Jun 13, 2007
Retail sales, import prices surgeBy David LawderCanada.com

Washington (Reuters) – Retail sales rose more than twice as much as expected in May, while import prices surged, adding to recent data suggesting the U.S. economy is recovering strongly after a slowdown in the first quarter.

Sales by U.S. retailers rose 1.4 percent in May as consumers shrugged off higher gasoline prices and increased their spending on cars, clothing and building materials, a Commerce Department report showed.

Import prices, which are monitored closely by Federal Reserve policy-makers as a potential source of inflation, rose for the fourth straight month on higher petroleum costs.

The dollar initially rallied and U.S. Treasury bond prices fell, as the data helped further cement a view that the Federal Reserve is unlikely to cut interest rates this year and may even raise them at some point to help cool inflation.

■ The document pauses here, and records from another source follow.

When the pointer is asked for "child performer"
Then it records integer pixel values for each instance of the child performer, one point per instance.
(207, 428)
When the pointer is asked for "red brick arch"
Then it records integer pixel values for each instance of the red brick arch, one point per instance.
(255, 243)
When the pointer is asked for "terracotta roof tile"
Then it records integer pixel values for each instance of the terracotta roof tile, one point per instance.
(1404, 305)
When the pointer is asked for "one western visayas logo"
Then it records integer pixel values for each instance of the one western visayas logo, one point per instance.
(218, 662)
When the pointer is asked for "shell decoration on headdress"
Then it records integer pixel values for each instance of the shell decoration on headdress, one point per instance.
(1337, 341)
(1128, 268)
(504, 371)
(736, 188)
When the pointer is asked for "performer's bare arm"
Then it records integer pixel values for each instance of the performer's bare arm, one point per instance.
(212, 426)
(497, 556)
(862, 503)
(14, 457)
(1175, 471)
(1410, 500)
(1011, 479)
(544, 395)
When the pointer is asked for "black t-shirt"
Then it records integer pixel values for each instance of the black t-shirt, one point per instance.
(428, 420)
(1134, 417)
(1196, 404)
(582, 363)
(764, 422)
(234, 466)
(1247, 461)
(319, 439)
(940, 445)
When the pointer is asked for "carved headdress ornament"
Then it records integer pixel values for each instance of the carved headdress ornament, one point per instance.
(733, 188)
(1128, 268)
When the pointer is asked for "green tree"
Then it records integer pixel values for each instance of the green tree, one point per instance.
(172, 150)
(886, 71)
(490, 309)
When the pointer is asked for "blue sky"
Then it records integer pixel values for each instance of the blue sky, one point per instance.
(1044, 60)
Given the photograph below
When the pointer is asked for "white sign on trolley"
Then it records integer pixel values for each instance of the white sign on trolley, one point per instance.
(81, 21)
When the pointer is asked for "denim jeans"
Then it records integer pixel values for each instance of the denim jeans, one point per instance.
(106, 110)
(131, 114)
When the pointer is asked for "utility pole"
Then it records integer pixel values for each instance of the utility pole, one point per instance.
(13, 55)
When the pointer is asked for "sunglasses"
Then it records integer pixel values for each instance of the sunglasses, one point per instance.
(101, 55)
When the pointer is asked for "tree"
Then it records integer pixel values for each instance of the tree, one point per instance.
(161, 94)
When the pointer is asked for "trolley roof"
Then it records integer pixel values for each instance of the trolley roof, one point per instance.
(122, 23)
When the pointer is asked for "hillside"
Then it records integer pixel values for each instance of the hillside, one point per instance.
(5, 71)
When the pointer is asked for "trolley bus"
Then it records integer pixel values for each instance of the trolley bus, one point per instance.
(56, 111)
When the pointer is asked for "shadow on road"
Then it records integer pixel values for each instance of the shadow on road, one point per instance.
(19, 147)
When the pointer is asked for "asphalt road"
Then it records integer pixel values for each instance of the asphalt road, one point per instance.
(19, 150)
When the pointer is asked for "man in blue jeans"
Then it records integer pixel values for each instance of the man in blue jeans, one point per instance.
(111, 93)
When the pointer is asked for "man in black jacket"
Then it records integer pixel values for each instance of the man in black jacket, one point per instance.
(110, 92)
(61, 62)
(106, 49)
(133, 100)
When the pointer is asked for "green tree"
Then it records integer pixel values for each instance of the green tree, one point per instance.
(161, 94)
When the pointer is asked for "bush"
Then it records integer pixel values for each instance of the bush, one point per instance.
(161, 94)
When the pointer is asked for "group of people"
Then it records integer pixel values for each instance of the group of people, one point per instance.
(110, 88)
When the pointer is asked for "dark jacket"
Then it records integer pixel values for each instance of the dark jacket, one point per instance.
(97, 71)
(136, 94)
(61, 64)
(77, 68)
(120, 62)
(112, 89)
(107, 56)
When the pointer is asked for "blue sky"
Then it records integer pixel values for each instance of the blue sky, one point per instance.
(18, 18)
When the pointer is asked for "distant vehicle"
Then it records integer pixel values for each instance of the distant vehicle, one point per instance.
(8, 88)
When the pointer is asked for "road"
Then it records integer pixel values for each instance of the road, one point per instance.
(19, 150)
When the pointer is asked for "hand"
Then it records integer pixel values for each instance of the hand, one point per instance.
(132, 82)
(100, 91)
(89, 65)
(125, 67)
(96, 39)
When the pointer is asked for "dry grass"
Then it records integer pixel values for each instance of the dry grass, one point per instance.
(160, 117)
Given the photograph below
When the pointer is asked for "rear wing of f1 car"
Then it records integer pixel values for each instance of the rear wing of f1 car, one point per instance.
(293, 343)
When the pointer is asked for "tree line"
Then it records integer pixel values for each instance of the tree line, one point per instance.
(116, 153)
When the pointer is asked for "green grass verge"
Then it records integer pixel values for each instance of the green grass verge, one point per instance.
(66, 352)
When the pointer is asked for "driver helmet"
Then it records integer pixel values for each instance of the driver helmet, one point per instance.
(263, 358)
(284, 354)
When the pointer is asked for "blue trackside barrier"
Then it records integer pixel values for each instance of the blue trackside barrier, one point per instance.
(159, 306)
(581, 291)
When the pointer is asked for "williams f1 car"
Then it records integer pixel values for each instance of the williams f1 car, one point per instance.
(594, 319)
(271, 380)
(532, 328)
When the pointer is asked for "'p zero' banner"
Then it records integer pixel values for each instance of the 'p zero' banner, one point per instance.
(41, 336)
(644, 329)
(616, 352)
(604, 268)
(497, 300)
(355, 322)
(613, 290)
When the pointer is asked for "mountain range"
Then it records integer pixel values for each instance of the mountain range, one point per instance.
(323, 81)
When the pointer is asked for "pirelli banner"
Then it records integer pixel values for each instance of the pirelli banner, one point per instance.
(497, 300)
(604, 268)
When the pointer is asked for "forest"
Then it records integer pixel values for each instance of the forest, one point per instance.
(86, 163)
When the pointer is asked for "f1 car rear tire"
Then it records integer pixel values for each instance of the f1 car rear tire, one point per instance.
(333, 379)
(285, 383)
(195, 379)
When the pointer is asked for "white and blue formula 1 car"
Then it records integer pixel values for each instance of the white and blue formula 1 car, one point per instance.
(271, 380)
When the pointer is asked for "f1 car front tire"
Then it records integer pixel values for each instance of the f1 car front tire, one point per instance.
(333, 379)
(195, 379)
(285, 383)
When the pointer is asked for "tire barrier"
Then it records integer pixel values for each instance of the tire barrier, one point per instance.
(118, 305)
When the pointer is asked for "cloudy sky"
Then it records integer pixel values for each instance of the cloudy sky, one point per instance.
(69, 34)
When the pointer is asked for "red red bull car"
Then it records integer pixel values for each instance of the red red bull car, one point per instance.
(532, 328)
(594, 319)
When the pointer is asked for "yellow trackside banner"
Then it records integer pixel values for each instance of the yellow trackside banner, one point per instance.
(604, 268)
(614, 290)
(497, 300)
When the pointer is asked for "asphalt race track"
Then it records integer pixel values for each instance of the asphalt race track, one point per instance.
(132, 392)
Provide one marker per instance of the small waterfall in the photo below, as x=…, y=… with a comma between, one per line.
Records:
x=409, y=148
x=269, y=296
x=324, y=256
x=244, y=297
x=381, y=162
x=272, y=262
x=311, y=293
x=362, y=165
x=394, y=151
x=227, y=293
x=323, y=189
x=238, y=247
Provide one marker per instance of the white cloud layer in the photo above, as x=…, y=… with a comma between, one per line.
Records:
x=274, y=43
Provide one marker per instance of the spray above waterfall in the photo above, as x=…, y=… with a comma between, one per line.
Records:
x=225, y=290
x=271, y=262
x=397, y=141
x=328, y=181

“The economy is coming back stronger than anybody could imagine,” said Mark Vitner, economist at Wachovia Securities in Charlotte, North Carolina. “We were probably one of the most optimistic groups on the street, and the economy is surpassing even our expectations.”

The increase in retail sales was the biggest since January 2006 and was far stronger than the 0.6 percent increase predicted by Wall Street economists in a Reuters poll. April sales were revised to a 0.1 percent fall from a 0.2 percent decline.